Comment 11: The CBD states that the only proposed marine mammal detection method is visual surveillance by daytime observers.
Response: The mitigation/monitoring protocols have been amended since the proposed IHA notice was published. There will be 2 U.S. and 1 Venezuelan observer (from the Cetacean Research Center) onboard the Ewing (plus additional biologists for acoustic monitoring), and 2-3 biological observers onboard the Seward Johnson. Since the monitoring periods on the Seward Johnson will not be continuous (essentially concentrating on the potential beaked whale habitats), the observer(s) will be assisted at these times by science personnel from the OBS group and the bridge watch personnel.
In addition to shipboard personnel dedicated to visual and passive-acoustic monitoring, other personnel deploying the land instrumentation will monitor the beaches in the vicinity of the survey lines where possible. However, some of the beaches in western Venezuela will not be easily accessible.
Comment 12: The Commission notes that the effectiveness of mitigation Start Printed Page 24577depends on the ability of the observers to detect all marine mammals that may be within the proposed safety zones. The Commission states that according to NMFS in a notice published on March 21, 2001 (66 FR 1538), the estimated detection rate of marine mammals inside the proposed safety radii by visual observations (including both daytime and nighttime periods) has been revised from 5 percent to 9 percent. This rate increases to 18 percent for daytime only monitoring. The Commission states that these are average estimates for all species. Detection rates for larger species, such as sperm whales, would be considerably higher than for small species, like beaked whales. However, even with these revised rates, the Commission believes it is unlikely that the planned monitoring program will be very effective in detecting marine mammals within and entering the safety zones. As such, the Commission requests NMFS to provide additional explanation of its rationale for determining that marine mammals are unlikely to be exposed to sound levels above 180 dB for cetaceans or, if they are, that such exposures will not result in taking other than by harassment and that the effects of such taking will be negligible. In light of the fairly low power of the observer program to detect marine mammals within the safety zones, it seems NMFS is relying largely on marine mammal avoidance of harmful sound pressure levels for making its proposed findings.
Response: The estimated effectiveness of visual observations was revised from 5 percent to 9 percent (67 FR 46712, July 16, 2002). That figure includes both daytime and nighttime periods of observation. The rate increases to 18 percent based only on daytime monitoring. The Navy based these efficacy ratings on the most difficult marine mammals to sight, such as harbor porpoise and Cuvier's beaked whales. That efficacy rating was highly conservative (see 67 FR 46712, July 16, 2002 and Navy 2001). In that regard, NMFS shipboard marine mammal assessment surveys estimate a higher rate of efficacy for most species.
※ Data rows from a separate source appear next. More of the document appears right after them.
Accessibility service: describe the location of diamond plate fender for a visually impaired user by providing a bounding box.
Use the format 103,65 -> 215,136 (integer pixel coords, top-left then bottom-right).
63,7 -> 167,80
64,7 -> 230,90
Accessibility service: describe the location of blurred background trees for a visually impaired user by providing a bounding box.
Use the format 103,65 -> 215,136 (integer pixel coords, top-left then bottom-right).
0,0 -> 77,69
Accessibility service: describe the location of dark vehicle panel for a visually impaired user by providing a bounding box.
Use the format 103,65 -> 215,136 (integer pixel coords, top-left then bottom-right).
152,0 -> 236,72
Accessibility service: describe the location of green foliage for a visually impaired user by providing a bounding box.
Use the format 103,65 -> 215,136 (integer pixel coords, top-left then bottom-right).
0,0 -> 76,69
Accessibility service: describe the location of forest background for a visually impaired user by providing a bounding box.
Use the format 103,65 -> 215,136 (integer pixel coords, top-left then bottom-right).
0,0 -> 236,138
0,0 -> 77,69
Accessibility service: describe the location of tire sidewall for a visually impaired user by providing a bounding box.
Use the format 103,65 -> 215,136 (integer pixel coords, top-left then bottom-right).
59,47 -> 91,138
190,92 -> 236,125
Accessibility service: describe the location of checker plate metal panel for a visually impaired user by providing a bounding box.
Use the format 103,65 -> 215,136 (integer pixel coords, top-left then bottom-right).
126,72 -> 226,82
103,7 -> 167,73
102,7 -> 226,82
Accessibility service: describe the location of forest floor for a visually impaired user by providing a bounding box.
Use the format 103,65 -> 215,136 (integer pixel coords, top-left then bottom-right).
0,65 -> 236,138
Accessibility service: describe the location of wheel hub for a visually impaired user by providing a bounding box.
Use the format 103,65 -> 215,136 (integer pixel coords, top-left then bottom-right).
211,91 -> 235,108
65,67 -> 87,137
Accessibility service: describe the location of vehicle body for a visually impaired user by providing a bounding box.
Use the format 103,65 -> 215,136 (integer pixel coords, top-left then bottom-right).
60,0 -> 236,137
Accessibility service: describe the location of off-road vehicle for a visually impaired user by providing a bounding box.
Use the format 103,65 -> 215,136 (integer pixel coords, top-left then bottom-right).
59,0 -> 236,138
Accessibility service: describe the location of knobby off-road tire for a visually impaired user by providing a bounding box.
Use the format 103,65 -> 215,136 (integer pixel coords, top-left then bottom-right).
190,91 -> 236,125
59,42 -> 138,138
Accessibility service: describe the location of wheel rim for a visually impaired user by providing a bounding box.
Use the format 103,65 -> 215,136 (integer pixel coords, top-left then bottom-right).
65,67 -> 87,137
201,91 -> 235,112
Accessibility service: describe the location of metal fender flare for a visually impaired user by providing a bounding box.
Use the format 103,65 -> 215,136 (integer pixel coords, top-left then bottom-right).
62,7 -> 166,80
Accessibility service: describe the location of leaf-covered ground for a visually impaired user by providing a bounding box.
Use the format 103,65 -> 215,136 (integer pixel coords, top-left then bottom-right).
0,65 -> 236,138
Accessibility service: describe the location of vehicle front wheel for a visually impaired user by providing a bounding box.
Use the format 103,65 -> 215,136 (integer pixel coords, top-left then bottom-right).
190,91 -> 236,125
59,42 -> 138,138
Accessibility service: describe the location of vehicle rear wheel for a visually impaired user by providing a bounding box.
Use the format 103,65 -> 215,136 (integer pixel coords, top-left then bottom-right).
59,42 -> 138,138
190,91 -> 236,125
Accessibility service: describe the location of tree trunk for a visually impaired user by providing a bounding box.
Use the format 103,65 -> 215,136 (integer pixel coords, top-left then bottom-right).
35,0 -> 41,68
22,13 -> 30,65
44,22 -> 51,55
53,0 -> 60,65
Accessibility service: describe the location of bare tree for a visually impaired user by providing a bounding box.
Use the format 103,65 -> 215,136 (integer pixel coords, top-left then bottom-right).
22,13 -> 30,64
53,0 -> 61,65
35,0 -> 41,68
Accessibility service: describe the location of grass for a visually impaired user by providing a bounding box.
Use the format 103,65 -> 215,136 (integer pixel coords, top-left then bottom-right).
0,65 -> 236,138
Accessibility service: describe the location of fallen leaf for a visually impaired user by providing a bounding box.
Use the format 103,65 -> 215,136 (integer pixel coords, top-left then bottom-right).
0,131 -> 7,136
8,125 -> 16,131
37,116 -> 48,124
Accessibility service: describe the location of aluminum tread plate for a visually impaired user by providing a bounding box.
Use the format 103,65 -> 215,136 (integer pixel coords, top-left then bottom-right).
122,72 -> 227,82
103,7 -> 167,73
There is a scientific methodology to estimate the probability of detecting marine mammals on the surface, as explained in detail in Buckland et al., (1993). This includes several components, including the probability that the mammal will be at the surface and potentially sightable while within visual range of the observers, the probability that an animal at the surface will in fact be detected, and the relationship between sighting probability and lateral distance from the trackline.
A certain proportion of the population is presumed to be submerged at any given time and is therefore unavailable for detection. However, if the ship speed is slow, many of these animals would surface at some point while within visual range of observers aboard the approaching vessel. The speed of the Ewing and other seismic vessels while operating airguns will generally be less than 50 percent of the speed of the NOAA vessels conducting marine mammal line transect surveys.
All LDEO estimates of potential numbers of animals take account of all these factors to the extent that available data allow. Detectability is a measure of the probability of detecting a marine mammal that is present on a vessel's trackline (i.e., g(0)). LDEO uses the most applicable detectability values as provided in Koski et al. (1998) whenever estimates of marine mammal detectability have not already been calculated. They compiled previously reported detectability information for various species and used data on surfacing/dive cycles to estimate detectability values for species or species groups of marine mammals for which there are no published detectability values. Thus the estimates of incidental take in LDEO's IHA application and the associated NSF EA are either the same (if detectability had already been taken into account) or higher than would be obtained by direct application of previously-reported density data.
Any estimate that would be made would be specific to the region and the airgun array since the estimate would depend on (1) the distance to the 180-dB radius boundary, (2) the species that occur in the area and (3) the abundance for each species. If the estimate was being made for a small array (2 GI-guns) the estimate would essentially be a weighted average of the g(0) values based on the density of the species that would be encountered since all animals on the trackline are assumed to be sighted by the Transect Theory.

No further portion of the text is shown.